Parlant des avancées sur le terrain, M. Bassidi Coulibaly a laissé entendre que le processus d’élaboration et de finalisation du fichier électoral se poursuit avec notamment le verrouillage de la base de données Ravec, le transfert à la Dge de la liste des électeurs potentiels dont le nombre est estimé à plus de 6,904 millions, le lancement du dossier d’appel d’offres de la production des cartes Nina, la préparation des opérations d’établissement des listes d’électeurs, entre autres.
Au sujet du redéploiement de l’administration, M. Coulibaly a indiqué qu’un plan a déjà été élaboré et celui-ci sera exécuté dans les jours à venir.

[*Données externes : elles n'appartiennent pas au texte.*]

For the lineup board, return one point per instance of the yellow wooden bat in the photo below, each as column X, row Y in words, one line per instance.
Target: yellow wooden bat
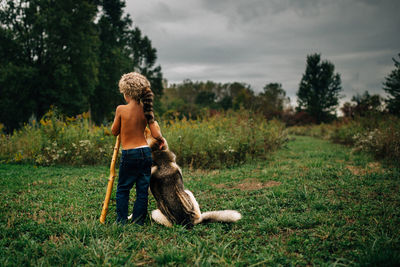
column 110, row 181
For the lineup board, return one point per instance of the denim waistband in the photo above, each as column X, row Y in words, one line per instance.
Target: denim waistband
column 140, row 151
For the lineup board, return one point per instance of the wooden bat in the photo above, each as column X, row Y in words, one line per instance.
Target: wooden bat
column 110, row 181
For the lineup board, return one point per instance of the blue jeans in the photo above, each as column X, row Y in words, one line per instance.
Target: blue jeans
column 135, row 167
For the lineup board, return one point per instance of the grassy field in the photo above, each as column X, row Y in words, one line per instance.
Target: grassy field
column 311, row 203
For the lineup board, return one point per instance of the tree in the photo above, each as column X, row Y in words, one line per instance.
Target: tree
column 122, row 50
column 364, row 105
column 319, row 89
column 48, row 57
column 271, row 102
column 392, row 87
column 57, row 53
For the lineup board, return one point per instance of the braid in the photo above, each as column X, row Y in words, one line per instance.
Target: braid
column 147, row 99
column 137, row 87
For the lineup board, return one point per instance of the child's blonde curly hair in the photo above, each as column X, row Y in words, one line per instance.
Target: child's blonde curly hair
column 133, row 84
column 136, row 86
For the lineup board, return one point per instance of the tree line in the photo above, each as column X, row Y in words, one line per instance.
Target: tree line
column 69, row 54
column 317, row 97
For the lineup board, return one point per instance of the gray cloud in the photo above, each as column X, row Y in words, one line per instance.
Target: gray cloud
column 258, row 41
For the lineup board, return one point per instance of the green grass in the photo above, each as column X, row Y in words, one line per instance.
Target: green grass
column 326, row 206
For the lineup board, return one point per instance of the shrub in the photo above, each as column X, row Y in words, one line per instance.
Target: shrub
column 58, row 140
column 223, row 140
column 212, row 142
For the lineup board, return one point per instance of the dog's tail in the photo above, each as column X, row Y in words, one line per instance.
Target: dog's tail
column 221, row 216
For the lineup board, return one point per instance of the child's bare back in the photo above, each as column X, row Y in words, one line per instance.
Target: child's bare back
column 130, row 121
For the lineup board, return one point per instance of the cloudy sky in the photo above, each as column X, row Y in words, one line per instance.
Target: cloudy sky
column 263, row 41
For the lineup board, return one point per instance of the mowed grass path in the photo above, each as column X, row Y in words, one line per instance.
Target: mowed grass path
column 312, row 203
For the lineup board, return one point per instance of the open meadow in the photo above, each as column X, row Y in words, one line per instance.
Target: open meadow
column 310, row 203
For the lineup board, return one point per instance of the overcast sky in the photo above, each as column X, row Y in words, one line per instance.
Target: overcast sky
column 263, row 41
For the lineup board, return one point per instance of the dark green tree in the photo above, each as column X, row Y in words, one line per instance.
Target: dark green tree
column 49, row 56
column 272, row 100
column 122, row 50
column 319, row 89
column 392, row 87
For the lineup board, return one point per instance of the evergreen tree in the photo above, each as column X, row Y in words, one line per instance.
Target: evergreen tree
column 392, row 87
column 271, row 102
column 319, row 89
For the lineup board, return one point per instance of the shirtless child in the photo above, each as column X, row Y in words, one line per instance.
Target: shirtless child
column 130, row 122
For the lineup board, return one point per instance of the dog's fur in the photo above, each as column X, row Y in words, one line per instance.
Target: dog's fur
column 175, row 204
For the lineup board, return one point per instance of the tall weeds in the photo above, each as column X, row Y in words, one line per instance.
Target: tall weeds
column 220, row 141
column 378, row 134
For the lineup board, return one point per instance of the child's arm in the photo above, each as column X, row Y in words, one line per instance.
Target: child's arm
column 116, row 127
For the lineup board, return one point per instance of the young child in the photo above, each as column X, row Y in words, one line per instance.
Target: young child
column 130, row 122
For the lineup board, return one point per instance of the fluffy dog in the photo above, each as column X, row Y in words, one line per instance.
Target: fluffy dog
column 175, row 204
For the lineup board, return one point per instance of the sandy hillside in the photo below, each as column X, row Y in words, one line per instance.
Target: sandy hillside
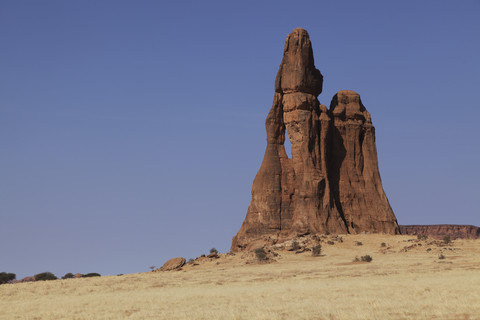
column 411, row 283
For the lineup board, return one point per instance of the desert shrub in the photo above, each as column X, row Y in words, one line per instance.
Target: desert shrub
column 447, row 239
column 260, row 254
column 5, row 277
column 90, row 275
column 44, row 276
column 366, row 258
column 295, row 245
column 317, row 250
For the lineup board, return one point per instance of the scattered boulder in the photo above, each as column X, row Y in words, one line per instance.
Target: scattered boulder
column 173, row 264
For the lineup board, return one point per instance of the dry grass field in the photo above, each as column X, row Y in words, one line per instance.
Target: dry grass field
column 397, row 284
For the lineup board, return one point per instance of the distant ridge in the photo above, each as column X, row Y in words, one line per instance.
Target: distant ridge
column 438, row 231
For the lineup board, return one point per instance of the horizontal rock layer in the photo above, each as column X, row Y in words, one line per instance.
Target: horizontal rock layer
column 439, row 231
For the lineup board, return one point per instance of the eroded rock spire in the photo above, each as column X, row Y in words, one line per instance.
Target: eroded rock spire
column 331, row 183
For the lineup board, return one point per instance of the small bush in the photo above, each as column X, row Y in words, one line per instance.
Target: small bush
column 44, row 276
column 447, row 239
column 90, row 275
column 260, row 254
column 366, row 258
column 5, row 277
column 317, row 250
column 295, row 245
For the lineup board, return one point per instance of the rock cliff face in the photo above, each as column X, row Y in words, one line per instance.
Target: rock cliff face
column 331, row 183
column 441, row 230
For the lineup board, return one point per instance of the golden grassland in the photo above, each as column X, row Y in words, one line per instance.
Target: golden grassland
column 397, row 284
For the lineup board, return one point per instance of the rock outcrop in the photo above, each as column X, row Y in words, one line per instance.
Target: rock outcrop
column 439, row 231
column 173, row 264
column 331, row 183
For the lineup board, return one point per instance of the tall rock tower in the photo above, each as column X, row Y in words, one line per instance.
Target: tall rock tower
column 332, row 182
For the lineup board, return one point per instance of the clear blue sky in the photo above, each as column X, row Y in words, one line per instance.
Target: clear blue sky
column 131, row 131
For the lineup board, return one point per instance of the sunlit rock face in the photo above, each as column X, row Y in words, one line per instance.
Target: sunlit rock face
column 331, row 183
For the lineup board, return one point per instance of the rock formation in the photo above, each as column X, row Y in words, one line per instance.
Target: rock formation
column 331, row 183
column 439, row 231
column 173, row 264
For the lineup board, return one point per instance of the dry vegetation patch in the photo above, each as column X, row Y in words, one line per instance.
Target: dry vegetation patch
column 396, row 284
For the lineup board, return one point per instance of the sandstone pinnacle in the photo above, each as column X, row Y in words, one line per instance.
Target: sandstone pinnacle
column 331, row 183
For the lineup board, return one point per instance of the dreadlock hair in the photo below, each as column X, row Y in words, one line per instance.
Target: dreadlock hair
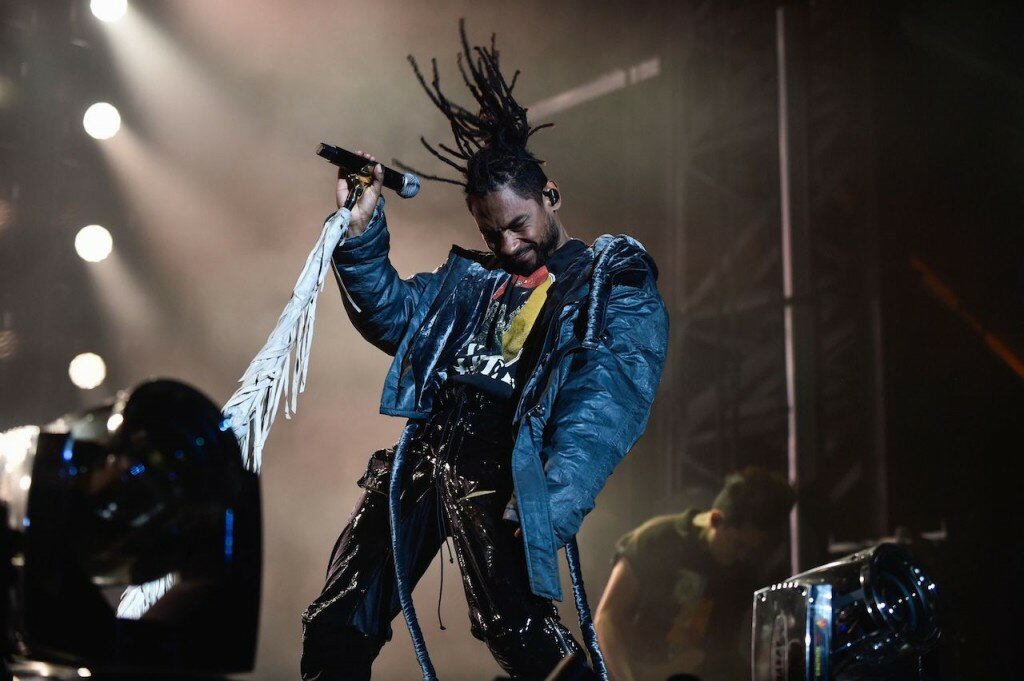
column 489, row 149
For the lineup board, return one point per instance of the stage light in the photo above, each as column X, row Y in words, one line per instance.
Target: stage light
column 109, row 10
column 93, row 243
column 87, row 371
column 101, row 121
column 871, row 614
column 164, row 493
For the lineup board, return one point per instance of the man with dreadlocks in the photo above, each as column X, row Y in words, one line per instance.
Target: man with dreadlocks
column 526, row 373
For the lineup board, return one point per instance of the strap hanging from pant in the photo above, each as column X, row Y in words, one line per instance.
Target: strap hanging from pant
column 583, row 608
column 398, row 552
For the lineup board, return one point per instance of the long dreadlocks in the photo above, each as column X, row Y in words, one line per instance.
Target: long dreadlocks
column 489, row 146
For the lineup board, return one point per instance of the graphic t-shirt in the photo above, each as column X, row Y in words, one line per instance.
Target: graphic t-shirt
column 687, row 602
column 488, row 359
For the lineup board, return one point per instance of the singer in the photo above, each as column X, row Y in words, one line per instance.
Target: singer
column 525, row 374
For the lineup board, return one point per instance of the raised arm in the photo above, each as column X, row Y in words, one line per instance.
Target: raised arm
column 378, row 301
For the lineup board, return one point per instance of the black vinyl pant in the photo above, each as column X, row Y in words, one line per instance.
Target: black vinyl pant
column 457, row 482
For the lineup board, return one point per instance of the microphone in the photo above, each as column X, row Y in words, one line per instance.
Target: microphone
column 406, row 184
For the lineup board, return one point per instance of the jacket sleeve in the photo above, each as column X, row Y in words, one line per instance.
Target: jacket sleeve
column 379, row 302
column 602, row 406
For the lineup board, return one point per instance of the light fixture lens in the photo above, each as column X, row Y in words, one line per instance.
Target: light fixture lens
column 93, row 243
column 87, row 371
column 101, row 121
column 109, row 10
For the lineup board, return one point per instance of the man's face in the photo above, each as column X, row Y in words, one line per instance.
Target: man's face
column 522, row 232
column 733, row 545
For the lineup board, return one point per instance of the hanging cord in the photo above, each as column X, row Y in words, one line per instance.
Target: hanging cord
column 401, row 579
column 451, row 422
column 583, row 608
column 444, row 545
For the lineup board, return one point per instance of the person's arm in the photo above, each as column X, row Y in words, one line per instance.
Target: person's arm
column 603, row 403
column 378, row 301
column 613, row 615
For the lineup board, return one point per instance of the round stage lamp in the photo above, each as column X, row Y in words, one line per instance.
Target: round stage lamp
column 109, row 10
column 101, row 121
column 87, row 371
column 93, row 243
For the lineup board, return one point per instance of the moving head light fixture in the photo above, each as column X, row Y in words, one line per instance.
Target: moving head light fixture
column 859, row 618
column 146, row 488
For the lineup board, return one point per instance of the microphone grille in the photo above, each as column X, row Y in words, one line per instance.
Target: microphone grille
column 410, row 185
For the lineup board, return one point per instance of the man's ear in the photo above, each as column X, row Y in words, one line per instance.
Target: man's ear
column 551, row 193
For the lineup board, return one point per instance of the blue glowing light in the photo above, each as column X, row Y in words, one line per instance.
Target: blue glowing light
column 228, row 535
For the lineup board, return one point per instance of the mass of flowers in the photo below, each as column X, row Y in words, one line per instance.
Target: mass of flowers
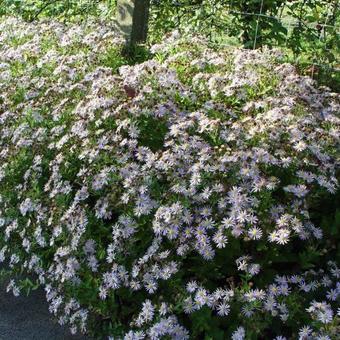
column 178, row 198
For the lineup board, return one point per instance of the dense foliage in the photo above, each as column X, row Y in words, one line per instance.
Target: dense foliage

A la date du 15 avril 2013, on retient que Gao a connu le retour de son Gouverneur et son staff, tandis que les préfets et sous-préfets d’Ansongo, Bourem et Ménaka sont au niveau des chefs-lieux de cercle. A Tombouctou, le chef de l’exécutif régional et son Cabinet sont également installés pendant que les préfets de Diré, Goundam, Niafunké et Gourma-Rharouss, attendent d’être redéployés. En ce qui concerne la région de Kidal, le directeur général de l’Administration territoriale a donné l’assurance que le Gouvernement, ayant affiché sa volonté d’organiser les élections sur toute l’étendue du territoire national, fera en sorte que l’Administration y soit avant la date du scrutin. Cela se fera, dit-il, en soutien avec les forces de défense maliennes et étrangères.
Sur les 64 milliards de nos francs qui doivent servir au financement les élections, Bassidi Coulibaly a expliqué que l’Etat malien s’engage à mobiliser 25 milliards. Le reliquat devrait être fourni par les partenaires financiers qui, du reste, ont commencé à se manifester. Toutefois, il a mis un accent particulier sur  la distribution des cartes Nina qui, de son avis, reste le volet le plus important. Mais, M. Coulibaly reste convaincu qu’avec l’autorité du Ministre, cette opération sera réussie. A ce propos, le responsable de la Cellule de suivi du processus électoral a fait savoir qu’au total 2000 équipes de distribution, composées de 3 personnes chacune, seront déployées sur toute l’étendue de notre territoire avec l’objectif de livrer 200 cartes par jour et par équipe. Elles seront formées et déployées sur le terrain de manière à pouvoir commencer le travail 15 jours avant le fonctionnement des commissions administratives.
Au chapitre de la situation des réfugiés et déplacés internes, le Dr Bréhima Fomba a révélé les dispositions pratiques prises à ce sujet. Tous les déplacés qui sont, dit-il, disposés à indiquer le lieu de vote de leur choix, peuvent le faire à l’occasion de l’établissement des listes électorales. Le Gouvernement aurait saisi les autorités d’accueil, notamment le Burkina, la Mauritanie et le Niger afin de leur faire part de sa volonté de faire voter les réfugiés sur place. A présent, il s’agit de discuter avec ces pays les modalités d’organisation de ces votes, a révélé le secrétaire général.
Les partis, la société civile et les partenaires ont, pour leur part, émis des inquiétudes et ont fait des propositions d’amélioration relatives à la distribution des cartes Nina, la situation des déplacés et à la campagne d’éducation civique, entre autres. Ces appréhensions ont  trouvé des réponses plus ou moins satisfaisantes auprès de ceux à qui elles ont été adressées.